L’apôtre Paul le disait déjà au 1er siècle, à sa manière : « Je ne fais pas ce que je voudrais faire, mais je fais ce que je déteste ! » (lettre aux Romains, ch. 7, verset 15). Paul ne dit pas simplement que nous ne sommes pas ce que nous faisons… il dit qu’il y a quelque chose de profondément brisé en nous. Il dit que si nous ne sommes que ce que nous faisons, nous n’avons aucune espérance, car nous échouons, nous blessons ceux que nous aimons, nous abandonnons ceux qui ont besoin de nous. C’est cela, la condition humaine.
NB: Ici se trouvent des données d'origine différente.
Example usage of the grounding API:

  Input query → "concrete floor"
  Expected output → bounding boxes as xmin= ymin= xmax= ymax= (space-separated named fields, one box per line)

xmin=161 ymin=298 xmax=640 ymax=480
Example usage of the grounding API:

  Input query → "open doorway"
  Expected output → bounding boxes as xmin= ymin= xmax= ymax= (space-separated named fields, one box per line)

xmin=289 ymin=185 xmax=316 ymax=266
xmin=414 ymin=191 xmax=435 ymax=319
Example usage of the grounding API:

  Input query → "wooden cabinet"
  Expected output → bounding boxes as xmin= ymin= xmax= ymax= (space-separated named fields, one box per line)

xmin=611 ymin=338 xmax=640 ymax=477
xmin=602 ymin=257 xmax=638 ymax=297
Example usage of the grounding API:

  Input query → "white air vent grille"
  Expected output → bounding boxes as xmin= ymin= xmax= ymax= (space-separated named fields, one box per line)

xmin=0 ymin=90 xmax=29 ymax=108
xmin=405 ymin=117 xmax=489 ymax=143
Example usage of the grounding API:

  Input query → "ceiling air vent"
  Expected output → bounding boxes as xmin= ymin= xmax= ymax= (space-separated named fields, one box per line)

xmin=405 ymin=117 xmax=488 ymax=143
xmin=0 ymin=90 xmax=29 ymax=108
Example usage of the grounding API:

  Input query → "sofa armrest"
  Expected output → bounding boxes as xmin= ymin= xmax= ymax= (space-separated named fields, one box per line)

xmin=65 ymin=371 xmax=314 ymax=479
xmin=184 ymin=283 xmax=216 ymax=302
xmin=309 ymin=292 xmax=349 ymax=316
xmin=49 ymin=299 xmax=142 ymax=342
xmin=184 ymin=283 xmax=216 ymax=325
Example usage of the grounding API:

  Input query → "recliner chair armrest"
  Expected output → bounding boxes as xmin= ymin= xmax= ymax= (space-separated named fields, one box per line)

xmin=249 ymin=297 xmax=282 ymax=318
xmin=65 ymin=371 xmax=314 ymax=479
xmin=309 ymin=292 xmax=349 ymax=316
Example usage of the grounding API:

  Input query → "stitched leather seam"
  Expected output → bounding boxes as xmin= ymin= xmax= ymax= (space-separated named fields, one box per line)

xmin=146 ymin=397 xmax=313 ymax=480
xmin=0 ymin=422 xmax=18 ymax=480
Nous ne pouvons plus être vraiment qui nous sommes, car nous l’ignorons. Alors la seule réponse que nous trouvons, c’est de faire. Nous ne sommes plus des êtres, mais du faire. Nous ne sommes plus libres d’être, mais de nous identifier à ce que nous faisons.

Mais l’espérance existe, et nous pouvons retrouver cette liberté d’être qui nous sommes. Pas d’être ce que nous faisons. Pour cela, nous devons retrouver une vue claire et sans compromis de ce que nous sommes devenus. C’est précisément ce qui n’est possible que si un Dieu, bon et tout-puissant, vient nous transformer tout en ayant vécu nos infirmités humaines. Ce Dieu existe, c’est Jésus-Christ. Il est le seul qui peut nous dire qui nous sommes vraiment parce qu’il est le seul, étant Dieu, qui peut être ce qu’il fait, et faire ce qu’il est !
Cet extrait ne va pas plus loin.